An application for judicial review

Claiming to be the victim of a judicial error, Delisle tried to have the verdict overturned before the Court of Appeal, then before the Supreme Court, without success. His grounds of appeal having been exhausted, he attempted a last resort by contacting the federal Minister of Justice in 2015.

As part of this request for judicial review, the former judge, for the first time, gave his version of the facts surrounding the death of his wife.

Jacques Delisle now claimed to have provided a loaded weapon to his partner, who wanted to put an end to it. Depressed, Nicole Rainville allegedly asked her husband to bring her his pistol, stored above a chest of drawers, in his office.

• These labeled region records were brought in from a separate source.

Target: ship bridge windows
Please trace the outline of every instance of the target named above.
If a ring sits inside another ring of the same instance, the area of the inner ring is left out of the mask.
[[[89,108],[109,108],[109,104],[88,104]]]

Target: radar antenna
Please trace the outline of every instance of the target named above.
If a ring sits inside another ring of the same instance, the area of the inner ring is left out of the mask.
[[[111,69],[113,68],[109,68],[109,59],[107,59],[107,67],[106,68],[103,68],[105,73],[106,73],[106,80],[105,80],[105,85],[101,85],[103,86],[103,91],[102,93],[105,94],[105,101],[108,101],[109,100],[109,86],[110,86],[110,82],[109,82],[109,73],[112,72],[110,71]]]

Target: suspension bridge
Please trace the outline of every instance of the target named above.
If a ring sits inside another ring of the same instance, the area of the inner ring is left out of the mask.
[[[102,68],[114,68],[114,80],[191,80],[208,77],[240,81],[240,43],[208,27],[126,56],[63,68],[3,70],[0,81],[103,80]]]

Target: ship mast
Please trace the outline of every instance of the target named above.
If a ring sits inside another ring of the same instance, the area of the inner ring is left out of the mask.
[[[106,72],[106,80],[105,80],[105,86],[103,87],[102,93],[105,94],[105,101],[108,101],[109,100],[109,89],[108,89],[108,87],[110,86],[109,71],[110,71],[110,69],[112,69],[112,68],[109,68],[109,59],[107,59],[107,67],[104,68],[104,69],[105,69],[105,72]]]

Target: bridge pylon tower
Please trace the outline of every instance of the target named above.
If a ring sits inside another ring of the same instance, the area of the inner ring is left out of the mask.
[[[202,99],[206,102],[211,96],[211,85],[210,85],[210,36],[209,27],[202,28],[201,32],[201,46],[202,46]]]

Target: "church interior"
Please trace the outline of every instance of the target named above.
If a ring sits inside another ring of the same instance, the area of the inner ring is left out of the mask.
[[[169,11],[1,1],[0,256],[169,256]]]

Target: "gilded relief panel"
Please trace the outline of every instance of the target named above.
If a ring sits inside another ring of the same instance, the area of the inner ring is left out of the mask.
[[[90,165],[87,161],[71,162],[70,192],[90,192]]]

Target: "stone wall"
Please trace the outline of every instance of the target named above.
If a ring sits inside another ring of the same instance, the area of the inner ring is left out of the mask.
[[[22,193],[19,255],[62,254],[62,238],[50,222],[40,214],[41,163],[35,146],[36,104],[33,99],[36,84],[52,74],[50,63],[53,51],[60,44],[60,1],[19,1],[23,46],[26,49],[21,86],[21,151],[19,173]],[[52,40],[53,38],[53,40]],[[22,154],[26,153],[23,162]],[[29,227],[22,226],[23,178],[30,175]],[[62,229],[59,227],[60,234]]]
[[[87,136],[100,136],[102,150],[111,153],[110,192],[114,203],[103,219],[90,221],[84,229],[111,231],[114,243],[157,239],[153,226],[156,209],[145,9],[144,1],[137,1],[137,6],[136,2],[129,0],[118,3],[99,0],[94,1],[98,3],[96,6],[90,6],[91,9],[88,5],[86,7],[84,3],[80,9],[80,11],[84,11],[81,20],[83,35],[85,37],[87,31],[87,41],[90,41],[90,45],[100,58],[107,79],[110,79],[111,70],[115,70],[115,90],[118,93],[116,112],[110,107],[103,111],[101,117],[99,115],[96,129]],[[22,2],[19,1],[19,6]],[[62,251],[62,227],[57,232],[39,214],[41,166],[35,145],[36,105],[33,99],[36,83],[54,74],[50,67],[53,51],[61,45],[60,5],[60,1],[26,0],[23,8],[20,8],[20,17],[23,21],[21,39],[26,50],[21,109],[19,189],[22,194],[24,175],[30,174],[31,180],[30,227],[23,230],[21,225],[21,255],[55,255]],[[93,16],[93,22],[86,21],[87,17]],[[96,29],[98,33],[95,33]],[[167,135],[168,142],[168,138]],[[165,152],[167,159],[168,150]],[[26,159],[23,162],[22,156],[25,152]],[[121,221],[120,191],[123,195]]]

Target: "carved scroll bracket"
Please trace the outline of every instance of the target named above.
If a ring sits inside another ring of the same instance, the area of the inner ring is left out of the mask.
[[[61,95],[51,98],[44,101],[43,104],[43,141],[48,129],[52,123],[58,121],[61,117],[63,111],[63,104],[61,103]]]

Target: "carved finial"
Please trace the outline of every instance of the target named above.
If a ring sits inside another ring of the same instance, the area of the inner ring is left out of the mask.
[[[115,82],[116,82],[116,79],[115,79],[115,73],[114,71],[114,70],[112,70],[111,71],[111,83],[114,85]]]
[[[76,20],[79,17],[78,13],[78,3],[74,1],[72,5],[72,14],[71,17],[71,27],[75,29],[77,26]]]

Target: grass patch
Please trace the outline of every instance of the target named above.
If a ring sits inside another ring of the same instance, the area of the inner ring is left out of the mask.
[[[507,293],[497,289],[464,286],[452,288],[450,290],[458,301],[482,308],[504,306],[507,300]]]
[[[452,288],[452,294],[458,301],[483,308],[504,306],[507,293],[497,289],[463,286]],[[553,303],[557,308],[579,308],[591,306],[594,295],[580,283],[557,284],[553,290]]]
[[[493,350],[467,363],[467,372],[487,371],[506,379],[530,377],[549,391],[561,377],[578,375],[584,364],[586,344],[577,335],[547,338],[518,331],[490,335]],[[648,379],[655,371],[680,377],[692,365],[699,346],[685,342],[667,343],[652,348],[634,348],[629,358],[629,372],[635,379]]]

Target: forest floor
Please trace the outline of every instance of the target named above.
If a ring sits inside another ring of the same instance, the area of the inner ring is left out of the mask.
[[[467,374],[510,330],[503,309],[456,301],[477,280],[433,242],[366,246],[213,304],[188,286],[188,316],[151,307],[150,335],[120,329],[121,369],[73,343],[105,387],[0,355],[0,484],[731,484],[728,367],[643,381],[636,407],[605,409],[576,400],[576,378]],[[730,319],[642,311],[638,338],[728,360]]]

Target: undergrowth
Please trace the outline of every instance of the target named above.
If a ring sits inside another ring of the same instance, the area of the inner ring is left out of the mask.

After trying to dissuade her, the ex-judge allegedly gave her his weapon, loaded. The lady would have taken advantage of her husband’s absence to take action, he maintained.

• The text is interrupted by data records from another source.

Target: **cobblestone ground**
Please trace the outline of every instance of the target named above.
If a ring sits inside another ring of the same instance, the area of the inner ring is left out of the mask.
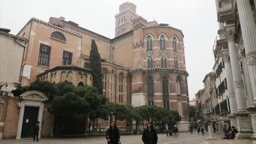
[[[207,133],[205,135],[198,135],[196,131],[193,134],[190,132],[179,133],[179,136],[175,137],[168,137],[164,134],[158,134],[158,144],[168,143],[183,143],[193,144],[201,143],[205,141]],[[121,136],[122,144],[142,144],[141,135],[125,135]],[[220,135],[214,135],[218,140],[220,139]],[[90,137],[75,137],[75,138],[60,138],[60,139],[41,139],[39,142],[32,141],[32,139],[22,140],[0,140],[1,144],[101,144],[107,143],[107,141],[103,136],[90,136]]]

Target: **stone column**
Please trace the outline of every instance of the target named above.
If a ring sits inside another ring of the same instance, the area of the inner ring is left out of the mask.
[[[242,61],[243,63],[243,75],[245,77],[245,86],[246,87],[247,97],[248,100],[249,105],[248,107],[252,106],[253,105],[253,94],[252,93],[252,86],[251,85],[250,77],[249,75],[249,71],[248,70],[248,65],[246,60],[246,57],[245,51],[240,53],[242,57]]]
[[[237,110],[235,115],[237,116],[236,120],[239,133],[237,134],[236,138],[237,139],[250,139],[252,133],[252,122],[251,119],[247,117],[248,112],[246,110],[247,105],[243,82],[240,68],[238,55],[235,42],[235,32],[232,29],[230,29],[226,31],[225,35],[229,45],[232,75],[237,105]]]
[[[253,94],[254,105],[256,106],[256,26],[249,1],[237,0],[236,3]]]
[[[226,83],[228,85],[228,91],[229,92],[229,99],[230,105],[230,114],[236,113],[237,109],[236,104],[236,95],[235,94],[235,89],[233,86],[233,78],[232,77],[232,70],[230,65],[229,55],[227,52],[224,52],[221,55],[222,59],[224,62],[225,69],[228,71],[226,75]]]
[[[232,75],[233,77],[235,93],[237,104],[237,112],[247,112],[246,110],[247,106],[245,100],[245,91],[239,64],[239,57],[236,51],[236,43],[235,42],[235,32],[234,31],[229,31],[226,32],[225,35],[226,37],[229,45]]]
[[[223,52],[222,53],[222,59],[224,62],[225,70],[228,71],[226,75],[226,83],[228,85],[228,91],[229,92],[229,104],[230,105],[230,114],[229,117],[230,119],[231,125],[237,127],[237,122],[236,119],[235,113],[237,109],[237,105],[236,104],[236,99],[235,94],[235,89],[233,86],[233,78],[232,77],[232,70],[230,65],[230,61],[229,54],[227,52]]]

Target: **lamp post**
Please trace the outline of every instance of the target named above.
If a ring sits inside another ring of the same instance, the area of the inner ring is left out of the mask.
[[[0,85],[0,92],[1,91],[2,88],[4,85],[5,85],[5,88],[8,88],[8,83],[4,83],[4,84],[2,84],[2,85]]]

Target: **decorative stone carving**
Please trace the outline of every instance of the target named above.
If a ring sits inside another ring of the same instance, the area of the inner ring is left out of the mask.
[[[248,65],[256,65],[256,51],[247,53],[246,59]]]
[[[243,82],[242,80],[234,81],[234,86],[236,88],[243,88]]]
[[[228,41],[235,40],[235,31],[229,31],[225,32],[224,34]]]
[[[173,57],[178,57],[178,52],[177,51],[173,51]]]
[[[223,59],[225,62],[229,62],[230,61],[229,54],[228,53],[222,53],[221,56],[222,57],[222,59]]]
[[[148,50],[148,52],[147,52],[147,55],[148,56],[148,57],[152,57],[153,55],[153,52],[152,50]]]
[[[160,52],[160,55],[161,56],[166,56],[166,50],[162,50]]]
[[[139,47],[143,47],[144,46],[144,43],[142,41],[139,41],[139,43],[138,44],[138,42],[136,42],[136,44],[134,43],[132,43],[132,47],[133,49],[139,48]]]

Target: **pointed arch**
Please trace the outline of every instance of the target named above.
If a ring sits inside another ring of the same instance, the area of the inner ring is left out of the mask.
[[[107,92],[107,70],[106,69],[102,69],[102,91],[103,92],[103,95],[106,95]]]
[[[148,77],[147,79],[147,87],[148,87],[148,105],[154,105],[154,79],[151,76]]]
[[[170,110],[168,83],[168,77],[164,76],[162,79],[162,101],[164,103],[164,109],[167,110]]]

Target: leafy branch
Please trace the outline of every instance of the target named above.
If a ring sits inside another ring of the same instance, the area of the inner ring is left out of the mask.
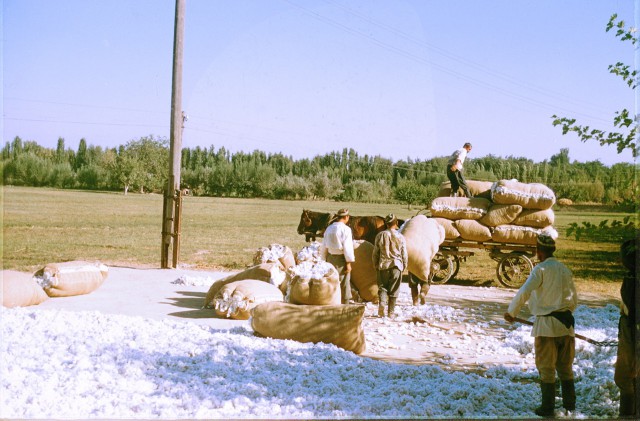
[[[616,28],[616,37],[619,37],[621,41],[630,41],[633,45],[640,42],[640,39],[636,36],[636,29],[625,28],[624,21],[618,21],[618,15],[613,14],[607,23],[606,31]],[[626,84],[634,89],[638,86],[640,80],[640,72],[637,70],[630,70],[630,66],[624,63],[618,62],[609,66],[609,73],[620,76]],[[617,111],[616,116],[613,119],[613,125],[620,132],[606,132],[604,130],[592,129],[589,126],[581,126],[576,124],[575,118],[558,117],[553,115],[553,126],[561,126],[562,134],[566,135],[569,132],[575,132],[582,142],[589,140],[596,140],[601,146],[604,145],[616,145],[618,153],[622,153],[625,149],[630,149],[634,158],[638,157],[638,144],[636,142],[636,135],[638,133],[638,125],[634,124],[634,119],[627,109]],[[624,133],[628,130],[628,133]]]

New Canadian scientific reports, which criticized the work of Crown experts in this matter, were also submitted as part of this request for ministerial review.


Archive photo Stevens LeBlanc

A new trial

After six years of investigation, convinced that a judicial error had possibly been committed in the case, Liberal Minister David Lametti ordered, in 2021, a new trial.

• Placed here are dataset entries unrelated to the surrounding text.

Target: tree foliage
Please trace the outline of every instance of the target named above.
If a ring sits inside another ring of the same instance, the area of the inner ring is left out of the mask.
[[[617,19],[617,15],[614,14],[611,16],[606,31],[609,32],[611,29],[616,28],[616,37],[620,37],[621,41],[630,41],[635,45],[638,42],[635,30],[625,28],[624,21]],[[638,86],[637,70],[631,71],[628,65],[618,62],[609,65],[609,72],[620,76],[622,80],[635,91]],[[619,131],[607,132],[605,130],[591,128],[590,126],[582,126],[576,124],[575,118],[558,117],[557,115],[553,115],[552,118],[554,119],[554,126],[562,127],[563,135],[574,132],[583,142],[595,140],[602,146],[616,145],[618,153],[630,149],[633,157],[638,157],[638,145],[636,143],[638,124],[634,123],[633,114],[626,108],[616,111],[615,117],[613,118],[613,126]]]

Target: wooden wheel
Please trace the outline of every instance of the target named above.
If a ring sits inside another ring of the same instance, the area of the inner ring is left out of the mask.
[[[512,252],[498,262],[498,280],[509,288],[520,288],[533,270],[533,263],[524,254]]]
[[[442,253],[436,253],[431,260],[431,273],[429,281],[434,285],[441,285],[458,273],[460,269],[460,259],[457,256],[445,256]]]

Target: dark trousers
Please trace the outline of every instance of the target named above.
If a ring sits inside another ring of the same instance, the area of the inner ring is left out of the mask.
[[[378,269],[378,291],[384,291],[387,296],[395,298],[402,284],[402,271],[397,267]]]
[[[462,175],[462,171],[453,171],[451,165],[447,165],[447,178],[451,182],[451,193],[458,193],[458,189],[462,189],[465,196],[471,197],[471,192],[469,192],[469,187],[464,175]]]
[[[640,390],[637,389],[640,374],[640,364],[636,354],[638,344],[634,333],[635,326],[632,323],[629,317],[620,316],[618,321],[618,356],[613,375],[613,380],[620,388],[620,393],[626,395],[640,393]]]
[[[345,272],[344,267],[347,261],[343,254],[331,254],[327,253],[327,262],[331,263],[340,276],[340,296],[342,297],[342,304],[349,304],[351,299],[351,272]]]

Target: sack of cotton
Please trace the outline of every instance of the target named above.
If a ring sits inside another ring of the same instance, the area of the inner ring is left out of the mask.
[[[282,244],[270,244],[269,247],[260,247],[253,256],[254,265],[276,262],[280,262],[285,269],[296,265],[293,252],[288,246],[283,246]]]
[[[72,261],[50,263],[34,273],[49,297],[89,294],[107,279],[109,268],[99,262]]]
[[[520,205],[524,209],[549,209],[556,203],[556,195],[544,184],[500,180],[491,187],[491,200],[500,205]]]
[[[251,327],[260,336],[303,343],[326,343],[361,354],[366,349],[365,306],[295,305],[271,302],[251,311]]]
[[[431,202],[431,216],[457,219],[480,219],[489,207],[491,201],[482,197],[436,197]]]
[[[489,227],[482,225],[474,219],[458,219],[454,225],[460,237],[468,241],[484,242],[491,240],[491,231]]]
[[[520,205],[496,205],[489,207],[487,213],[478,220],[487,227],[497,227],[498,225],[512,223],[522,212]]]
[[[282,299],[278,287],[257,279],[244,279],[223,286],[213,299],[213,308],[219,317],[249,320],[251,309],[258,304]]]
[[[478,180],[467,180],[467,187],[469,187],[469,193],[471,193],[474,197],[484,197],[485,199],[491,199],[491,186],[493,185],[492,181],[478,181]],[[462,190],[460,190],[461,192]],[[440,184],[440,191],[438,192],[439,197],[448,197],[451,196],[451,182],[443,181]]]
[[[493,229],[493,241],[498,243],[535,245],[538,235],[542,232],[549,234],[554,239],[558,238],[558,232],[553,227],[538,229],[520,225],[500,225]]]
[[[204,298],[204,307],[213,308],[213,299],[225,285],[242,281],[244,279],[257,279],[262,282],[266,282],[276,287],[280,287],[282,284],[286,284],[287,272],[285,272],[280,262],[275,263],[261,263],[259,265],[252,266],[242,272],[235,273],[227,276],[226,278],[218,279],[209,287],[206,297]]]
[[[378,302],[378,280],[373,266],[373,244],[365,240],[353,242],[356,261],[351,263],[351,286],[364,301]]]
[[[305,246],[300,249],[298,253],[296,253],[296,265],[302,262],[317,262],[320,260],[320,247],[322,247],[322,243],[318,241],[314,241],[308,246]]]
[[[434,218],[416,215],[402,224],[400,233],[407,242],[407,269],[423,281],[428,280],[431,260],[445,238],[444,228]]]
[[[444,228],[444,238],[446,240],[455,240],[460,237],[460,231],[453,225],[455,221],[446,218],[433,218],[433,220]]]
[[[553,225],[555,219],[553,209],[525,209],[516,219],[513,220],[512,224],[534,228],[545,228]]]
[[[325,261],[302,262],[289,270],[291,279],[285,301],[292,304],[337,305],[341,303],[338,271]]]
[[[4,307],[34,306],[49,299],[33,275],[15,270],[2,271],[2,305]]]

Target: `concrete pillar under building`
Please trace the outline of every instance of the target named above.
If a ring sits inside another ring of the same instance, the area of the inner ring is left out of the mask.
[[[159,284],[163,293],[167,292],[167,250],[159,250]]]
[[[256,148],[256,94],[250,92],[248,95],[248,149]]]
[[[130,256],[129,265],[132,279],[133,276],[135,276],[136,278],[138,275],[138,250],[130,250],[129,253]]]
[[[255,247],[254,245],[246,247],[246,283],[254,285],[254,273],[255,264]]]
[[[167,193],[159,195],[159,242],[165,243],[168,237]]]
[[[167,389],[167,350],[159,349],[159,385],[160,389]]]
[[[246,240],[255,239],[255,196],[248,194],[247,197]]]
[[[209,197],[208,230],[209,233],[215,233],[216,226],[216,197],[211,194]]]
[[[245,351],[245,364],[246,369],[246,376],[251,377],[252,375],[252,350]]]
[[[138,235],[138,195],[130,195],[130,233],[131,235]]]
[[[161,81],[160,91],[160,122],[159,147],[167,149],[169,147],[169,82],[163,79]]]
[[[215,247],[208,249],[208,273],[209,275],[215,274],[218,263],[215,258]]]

Jacques Delisle, who had spent the previous nine years behind bars, was released on conditions, awaiting further legal proceedings.

A stay of proceedings

The Delisle clan requested and obtained in 2022 a stay of the proceedings on the grounds that the Crown pathologist, who had examined the body of the deceased, had committed serious errors during the autopsy.

By neglecting, among other things, to preserve the brain, it now became impossible for the Delisle clan to determine with certainty the angle of fire and the trajectory of the bullet in Nicole Rainville’s brain, elements which would have made it possible, according to the defense, to demonstrate whether it was a murder or a suicide.

In April 2022, Jacques Delisle was therefore a man free of all accusations.

And other calls

In September 2023, the Court of Appeal overturns the stay of proceedings. In his eyes, the trial could very well be held despite the pathologist’s errors. A jury instruction would be sufficient.

Jacques Delisle thus returned to the charge of first degree murder and was to be tried in a second upcoming trial.

Dissatisfied with this decision, the Delisle clan addressed the Supreme Court in November 2023. The latter was due to rule on this matter on Thursday. She will not have had to do so: Jacques Delisle withdrew from this procedure on Wednesday, before pleading guilty.